UW CSE professor Pedro Domingos and Ph.D. student Abe Friesen brought home the Distinguished Paper Award from the 2015 International Joint Conference on Artificial Intelligence (IJCAI) last month in Buenos Aires.
Pedro and Abe developed a new algorithm, Recursive Decomposition into locally Independent Subspaces (RDIS), capable of solving a broad class of nonconvex optimization problems. The duo demonstrated that RDIS significantly outperforms standard optimization techniques when applied to complex problems such as protein folding and mapping three-dimensional space from two-dimensional images. By applying problem-decomposition techniques to continuous optimization problems, RDIS has the potential to advance several areas of AI research, including computer vision, machine learning and robotics.
From the UW news release:
“‘In some ways optimization is the most important problem you’ve never heard of because it turns up in all areas of science, engineering and business. But a lot of optimization problems are extremely difficult to solve because they have a huge number of variables that interact in intricate ways,’ said senior author Pedro Domingos….
“The UW optimization algorithm, known by its acronym RDIS, progressively breaks an enormously complicated problem down into smaller, more manageable chunks — a simple idea commonly used when a problem consists of yes-or-no choices, but which had not previously been applied to numeric variables. RDIS can identify variables that, once set to specific values, break a larger problem into independent subproblems.
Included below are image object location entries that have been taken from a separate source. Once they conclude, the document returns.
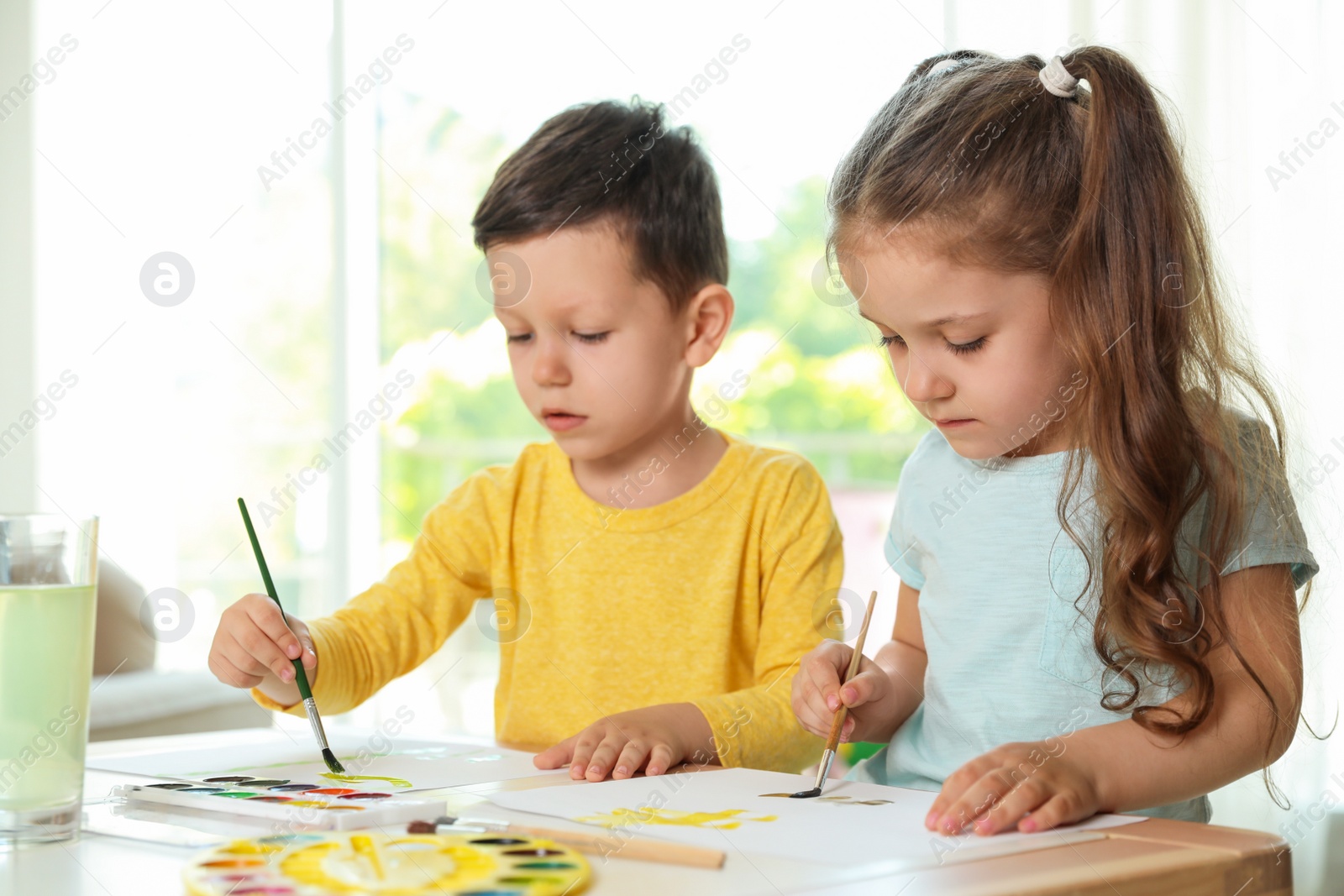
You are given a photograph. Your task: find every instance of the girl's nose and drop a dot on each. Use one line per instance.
(922, 383)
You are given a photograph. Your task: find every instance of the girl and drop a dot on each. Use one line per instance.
(1097, 547)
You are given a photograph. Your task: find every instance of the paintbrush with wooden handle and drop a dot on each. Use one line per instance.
(842, 714)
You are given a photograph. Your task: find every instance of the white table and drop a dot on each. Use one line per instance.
(1159, 856)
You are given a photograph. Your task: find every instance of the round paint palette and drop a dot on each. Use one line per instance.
(371, 864)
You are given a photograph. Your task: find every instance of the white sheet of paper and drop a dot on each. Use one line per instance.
(851, 824)
(413, 765)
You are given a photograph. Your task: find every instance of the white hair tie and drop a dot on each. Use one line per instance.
(1057, 78)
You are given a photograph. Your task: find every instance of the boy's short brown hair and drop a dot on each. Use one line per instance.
(616, 163)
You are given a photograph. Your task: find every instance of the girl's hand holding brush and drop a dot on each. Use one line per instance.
(870, 696)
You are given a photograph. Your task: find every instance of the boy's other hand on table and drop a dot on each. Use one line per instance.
(652, 739)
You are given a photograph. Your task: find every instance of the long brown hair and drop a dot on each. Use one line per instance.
(976, 160)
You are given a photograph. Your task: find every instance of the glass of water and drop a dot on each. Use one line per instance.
(47, 584)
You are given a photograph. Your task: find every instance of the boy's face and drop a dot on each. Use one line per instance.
(994, 378)
(597, 355)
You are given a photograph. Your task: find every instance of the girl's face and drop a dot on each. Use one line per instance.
(972, 348)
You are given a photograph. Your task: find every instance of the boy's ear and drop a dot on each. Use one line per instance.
(707, 316)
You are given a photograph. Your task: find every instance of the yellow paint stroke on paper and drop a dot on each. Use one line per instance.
(726, 820)
(355, 779)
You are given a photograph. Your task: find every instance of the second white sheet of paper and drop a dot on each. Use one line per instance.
(851, 824)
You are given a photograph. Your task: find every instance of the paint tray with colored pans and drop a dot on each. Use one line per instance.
(300, 806)
(373, 864)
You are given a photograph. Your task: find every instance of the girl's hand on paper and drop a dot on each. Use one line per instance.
(654, 739)
(253, 647)
(817, 694)
(996, 790)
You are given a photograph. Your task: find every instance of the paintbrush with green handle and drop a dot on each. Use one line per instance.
(300, 676)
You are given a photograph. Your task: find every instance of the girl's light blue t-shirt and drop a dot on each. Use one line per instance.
(1011, 658)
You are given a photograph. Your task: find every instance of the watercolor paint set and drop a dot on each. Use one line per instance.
(299, 805)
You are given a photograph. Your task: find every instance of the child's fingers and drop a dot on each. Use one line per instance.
(864, 687)
(824, 668)
(250, 641)
(660, 759)
(584, 746)
(228, 673)
(309, 654)
(605, 755)
(555, 755)
(631, 759)
(244, 660)
(1057, 810)
(268, 617)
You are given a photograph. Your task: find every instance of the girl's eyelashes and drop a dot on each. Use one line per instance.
(591, 338)
(967, 348)
(956, 348)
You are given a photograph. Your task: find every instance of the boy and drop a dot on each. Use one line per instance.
(669, 571)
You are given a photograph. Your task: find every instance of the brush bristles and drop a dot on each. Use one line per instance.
(329, 758)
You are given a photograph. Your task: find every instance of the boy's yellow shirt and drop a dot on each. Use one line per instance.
(710, 598)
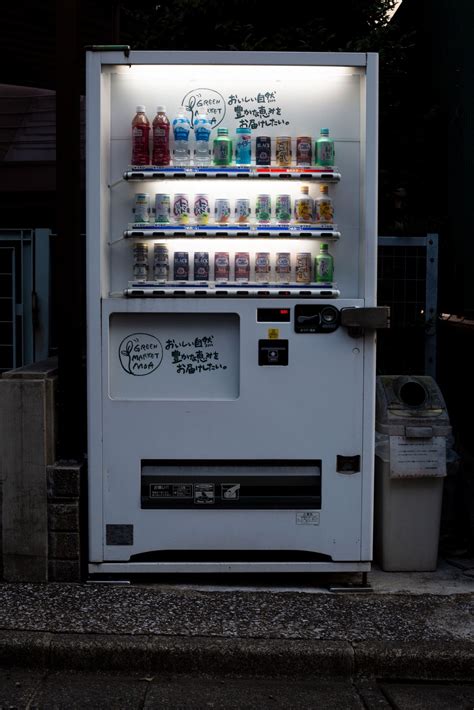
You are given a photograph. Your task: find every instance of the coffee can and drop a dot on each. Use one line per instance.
(202, 209)
(221, 266)
(161, 262)
(283, 208)
(201, 265)
(283, 151)
(304, 151)
(263, 150)
(283, 267)
(140, 261)
(181, 266)
(162, 208)
(242, 266)
(263, 209)
(303, 268)
(221, 210)
(181, 209)
(262, 266)
(141, 209)
(242, 210)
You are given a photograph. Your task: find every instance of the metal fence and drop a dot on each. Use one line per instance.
(24, 296)
(408, 283)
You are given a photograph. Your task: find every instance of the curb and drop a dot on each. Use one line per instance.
(443, 660)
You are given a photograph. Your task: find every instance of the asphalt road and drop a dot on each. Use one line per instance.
(41, 690)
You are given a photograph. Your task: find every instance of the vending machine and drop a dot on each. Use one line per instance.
(231, 311)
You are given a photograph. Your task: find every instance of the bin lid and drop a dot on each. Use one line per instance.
(410, 401)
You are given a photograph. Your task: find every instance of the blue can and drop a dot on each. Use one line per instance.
(243, 146)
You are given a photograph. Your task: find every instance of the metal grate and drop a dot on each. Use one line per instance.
(407, 282)
(7, 309)
(24, 296)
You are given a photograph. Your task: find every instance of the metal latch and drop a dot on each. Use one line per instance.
(357, 320)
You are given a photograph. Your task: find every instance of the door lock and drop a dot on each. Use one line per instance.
(358, 320)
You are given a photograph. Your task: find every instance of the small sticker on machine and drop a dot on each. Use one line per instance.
(309, 517)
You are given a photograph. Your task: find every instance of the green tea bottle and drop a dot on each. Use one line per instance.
(324, 266)
(222, 148)
(324, 149)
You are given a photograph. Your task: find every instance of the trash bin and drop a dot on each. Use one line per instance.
(412, 426)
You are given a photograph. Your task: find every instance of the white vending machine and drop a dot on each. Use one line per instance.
(231, 369)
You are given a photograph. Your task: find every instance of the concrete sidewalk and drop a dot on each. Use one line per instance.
(413, 626)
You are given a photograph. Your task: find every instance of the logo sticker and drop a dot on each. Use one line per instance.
(309, 517)
(204, 493)
(230, 491)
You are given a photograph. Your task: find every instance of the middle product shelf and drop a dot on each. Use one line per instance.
(271, 231)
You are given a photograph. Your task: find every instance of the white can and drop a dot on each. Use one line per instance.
(181, 209)
(242, 210)
(162, 208)
(283, 267)
(141, 209)
(222, 210)
(161, 262)
(202, 209)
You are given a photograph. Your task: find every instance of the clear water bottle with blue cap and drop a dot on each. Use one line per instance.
(202, 137)
(181, 131)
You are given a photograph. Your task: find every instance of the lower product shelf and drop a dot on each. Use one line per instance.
(175, 289)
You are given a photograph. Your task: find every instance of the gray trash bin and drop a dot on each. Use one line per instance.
(412, 426)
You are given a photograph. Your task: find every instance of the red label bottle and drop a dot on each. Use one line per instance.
(161, 138)
(140, 138)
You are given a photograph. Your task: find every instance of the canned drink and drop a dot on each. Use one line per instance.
(283, 151)
(181, 210)
(140, 261)
(141, 209)
(181, 266)
(201, 265)
(262, 266)
(283, 208)
(161, 262)
(304, 151)
(304, 207)
(162, 208)
(263, 150)
(221, 266)
(242, 266)
(263, 209)
(303, 268)
(242, 210)
(202, 209)
(222, 210)
(283, 267)
(243, 146)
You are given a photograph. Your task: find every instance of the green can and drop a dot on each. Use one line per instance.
(222, 148)
(324, 266)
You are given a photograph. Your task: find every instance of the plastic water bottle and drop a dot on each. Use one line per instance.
(181, 129)
(202, 136)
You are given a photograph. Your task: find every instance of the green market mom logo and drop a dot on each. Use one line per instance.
(140, 354)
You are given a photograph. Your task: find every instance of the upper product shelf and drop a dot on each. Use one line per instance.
(299, 173)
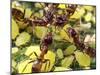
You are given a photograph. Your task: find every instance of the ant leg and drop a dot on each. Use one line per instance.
(30, 61)
(45, 61)
(27, 65)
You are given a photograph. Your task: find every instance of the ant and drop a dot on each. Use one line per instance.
(37, 64)
(90, 51)
(50, 16)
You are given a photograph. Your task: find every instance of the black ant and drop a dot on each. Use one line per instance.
(37, 64)
(50, 16)
(72, 32)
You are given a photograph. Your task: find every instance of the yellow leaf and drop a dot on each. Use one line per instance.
(88, 8)
(22, 39)
(14, 50)
(70, 50)
(61, 69)
(78, 13)
(30, 51)
(82, 58)
(67, 61)
(40, 31)
(61, 6)
(15, 29)
(28, 13)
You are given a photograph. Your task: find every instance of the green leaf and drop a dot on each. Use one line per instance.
(40, 31)
(60, 54)
(67, 61)
(61, 69)
(22, 39)
(14, 50)
(82, 58)
(50, 56)
(70, 50)
(15, 29)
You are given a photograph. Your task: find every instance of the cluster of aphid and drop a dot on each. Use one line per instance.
(50, 17)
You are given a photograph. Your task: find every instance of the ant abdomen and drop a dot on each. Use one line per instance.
(36, 67)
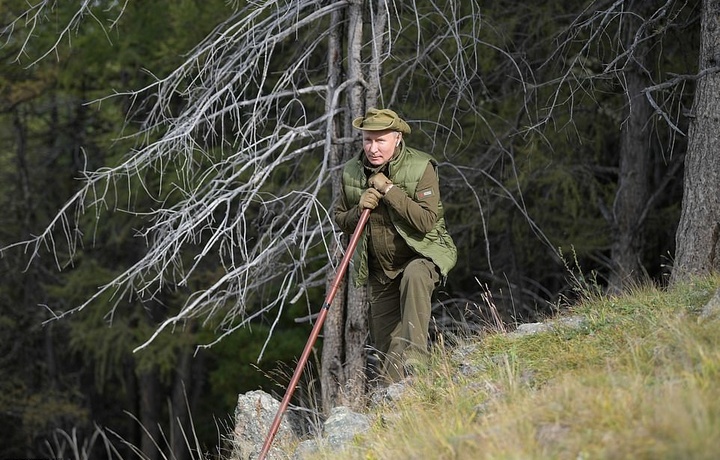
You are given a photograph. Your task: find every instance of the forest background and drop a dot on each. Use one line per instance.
(169, 170)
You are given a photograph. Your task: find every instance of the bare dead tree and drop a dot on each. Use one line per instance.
(246, 106)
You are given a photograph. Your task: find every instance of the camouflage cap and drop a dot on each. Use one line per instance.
(381, 120)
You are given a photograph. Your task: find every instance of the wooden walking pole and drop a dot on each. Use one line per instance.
(315, 331)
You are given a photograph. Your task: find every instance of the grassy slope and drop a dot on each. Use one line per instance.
(639, 379)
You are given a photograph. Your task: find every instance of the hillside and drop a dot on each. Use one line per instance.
(634, 377)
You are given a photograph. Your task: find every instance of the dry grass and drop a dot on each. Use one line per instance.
(639, 379)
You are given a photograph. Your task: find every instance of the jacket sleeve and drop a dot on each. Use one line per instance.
(347, 216)
(421, 210)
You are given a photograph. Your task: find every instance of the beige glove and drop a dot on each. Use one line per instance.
(380, 182)
(369, 199)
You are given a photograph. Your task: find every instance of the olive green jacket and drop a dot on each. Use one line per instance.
(405, 171)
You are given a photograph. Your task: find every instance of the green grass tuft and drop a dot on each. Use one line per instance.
(637, 379)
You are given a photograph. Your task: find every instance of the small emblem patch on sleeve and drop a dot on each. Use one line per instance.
(424, 194)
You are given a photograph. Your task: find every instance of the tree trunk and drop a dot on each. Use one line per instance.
(150, 404)
(343, 358)
(699, 228)
(634, 175)
(180, 426)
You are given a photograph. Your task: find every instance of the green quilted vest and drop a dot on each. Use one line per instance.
(405, 171)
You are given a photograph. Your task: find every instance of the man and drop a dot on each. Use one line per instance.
(405, 249)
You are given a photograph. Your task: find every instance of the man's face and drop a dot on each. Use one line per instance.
(380, 146)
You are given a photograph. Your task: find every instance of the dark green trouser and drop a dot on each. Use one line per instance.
(400, 315)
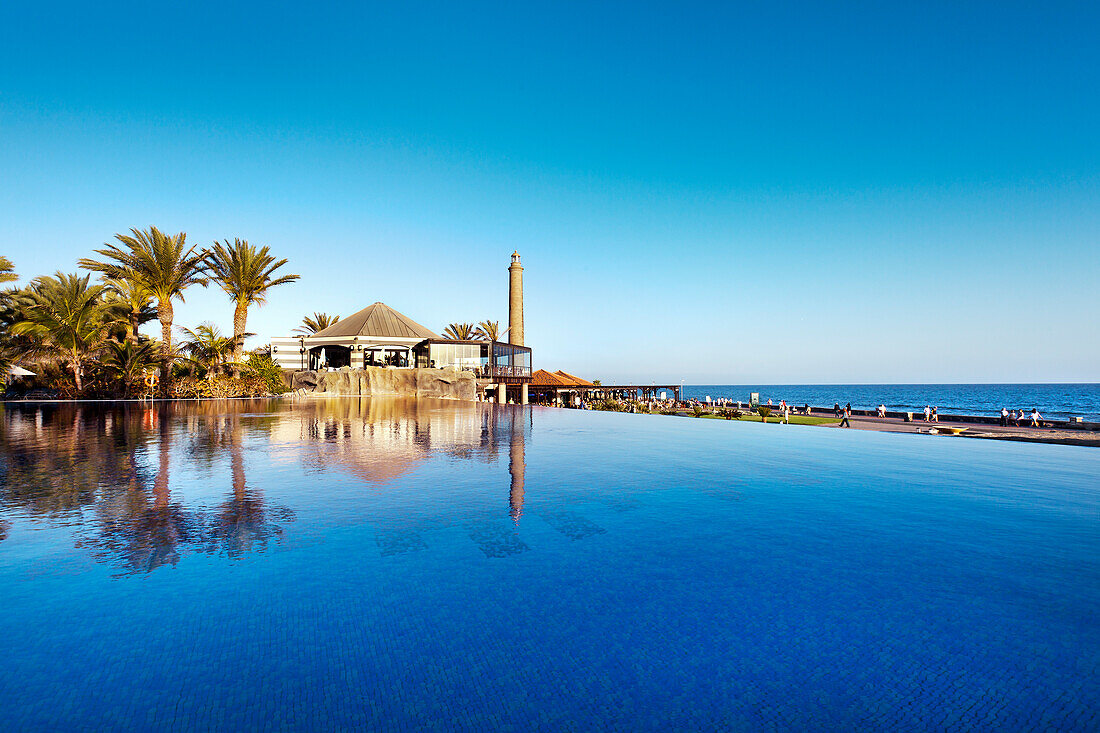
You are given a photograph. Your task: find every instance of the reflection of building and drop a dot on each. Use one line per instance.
(378, 336)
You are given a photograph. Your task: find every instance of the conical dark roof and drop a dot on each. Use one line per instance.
(377, 321)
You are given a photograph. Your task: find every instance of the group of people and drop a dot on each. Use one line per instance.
(1015, 418)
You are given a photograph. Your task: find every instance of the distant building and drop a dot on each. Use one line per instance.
(380, 336)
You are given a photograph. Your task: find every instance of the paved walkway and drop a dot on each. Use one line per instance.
(993, 431)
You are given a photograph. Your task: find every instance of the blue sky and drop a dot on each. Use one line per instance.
(714, 193)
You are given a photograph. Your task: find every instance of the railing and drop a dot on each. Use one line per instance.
(490, 372)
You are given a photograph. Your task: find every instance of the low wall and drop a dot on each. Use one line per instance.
(376, 381)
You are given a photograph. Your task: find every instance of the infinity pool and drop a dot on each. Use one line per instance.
(403, 566)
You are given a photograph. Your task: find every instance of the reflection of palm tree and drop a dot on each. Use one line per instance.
(152, 536)
(242, 523)
(517, 467)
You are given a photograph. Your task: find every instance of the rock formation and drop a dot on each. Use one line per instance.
(437, 383)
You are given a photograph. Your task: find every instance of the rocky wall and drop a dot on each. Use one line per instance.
(438, 383)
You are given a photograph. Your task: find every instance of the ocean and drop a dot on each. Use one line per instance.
(1053, 401)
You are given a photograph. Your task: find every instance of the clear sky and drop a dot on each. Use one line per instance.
(769, 193)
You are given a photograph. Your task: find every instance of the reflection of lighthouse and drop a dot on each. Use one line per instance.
(517, 467)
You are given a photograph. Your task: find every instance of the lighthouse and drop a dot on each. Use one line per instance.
(516, 301)
(516, 310)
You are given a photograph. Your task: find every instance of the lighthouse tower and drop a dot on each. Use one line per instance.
(516, 301)
(516, 310)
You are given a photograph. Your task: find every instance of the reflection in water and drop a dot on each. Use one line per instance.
(112, 472)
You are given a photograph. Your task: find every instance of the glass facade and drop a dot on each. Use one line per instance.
(483, 358)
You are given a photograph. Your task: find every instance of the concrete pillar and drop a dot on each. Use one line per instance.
(516, 301)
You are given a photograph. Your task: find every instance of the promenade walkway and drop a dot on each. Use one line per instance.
(972, 430)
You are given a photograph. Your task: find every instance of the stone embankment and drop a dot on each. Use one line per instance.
(376, 381)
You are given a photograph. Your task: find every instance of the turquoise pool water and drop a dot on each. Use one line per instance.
(404, 566)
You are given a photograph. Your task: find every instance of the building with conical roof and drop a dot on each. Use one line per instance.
(380, 336)
(375, 336)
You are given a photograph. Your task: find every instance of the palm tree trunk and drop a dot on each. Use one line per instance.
(164, 314)
(132, 329)
(76, 372)
(240, 318)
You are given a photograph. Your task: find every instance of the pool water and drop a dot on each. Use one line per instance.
(404, 566)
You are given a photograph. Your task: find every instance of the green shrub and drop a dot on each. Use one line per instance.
(262, 368)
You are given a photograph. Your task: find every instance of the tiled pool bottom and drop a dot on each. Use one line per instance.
(402, 567)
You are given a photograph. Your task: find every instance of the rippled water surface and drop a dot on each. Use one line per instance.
(400, 565)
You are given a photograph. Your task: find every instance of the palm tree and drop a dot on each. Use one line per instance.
(208, 348)
(129, 360)
(134, 304)
(163, 265)
(68, 315)
(316, 323)
(460, 331)
(6, 271)
(245, 273)
(488, 330)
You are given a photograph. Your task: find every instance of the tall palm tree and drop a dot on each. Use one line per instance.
(316, 323)
(161, 263)
(7, 274)
(488, 330)
(460, 331)
(67, 314)
(207, 347)
(245, 273)
(133, 303)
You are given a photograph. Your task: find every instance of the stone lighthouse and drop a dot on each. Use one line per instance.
(516, 312)
(516, 301)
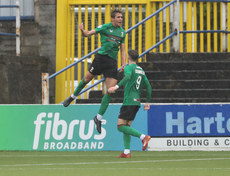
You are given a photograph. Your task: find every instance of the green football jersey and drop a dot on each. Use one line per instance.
(111, 39)
(134, 80)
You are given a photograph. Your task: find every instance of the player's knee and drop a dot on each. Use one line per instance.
(119, 127)
(110, 94)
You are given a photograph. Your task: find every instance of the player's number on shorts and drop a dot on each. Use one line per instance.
(138, 82)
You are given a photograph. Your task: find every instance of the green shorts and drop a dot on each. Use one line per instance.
(128, 112)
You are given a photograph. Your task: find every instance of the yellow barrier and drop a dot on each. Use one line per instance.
(193, 16)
Often, the problems are only nearly independent, but RDIS limits the error caused by treating them as fully independent.
“‘This approach is something that is very different than what people were doing before and it also does something magical, which is solve some problems exponentially faster. And anytime you can do that, that’s when you get a big win,’ said Domingos.”
Read the news release here. Read the award-winning paper, “Recursive Decomposition for Nonconvex Optimization,” here.
Congratulations to Abe and Pedro on the big win! (Pedro has been on a roll lately – this latest achievement was preceded by winning the KDD 2015 Test of Time Award, publishing a new book, The Master Algorithm, and winning the KDD 2014 Innovation Award.)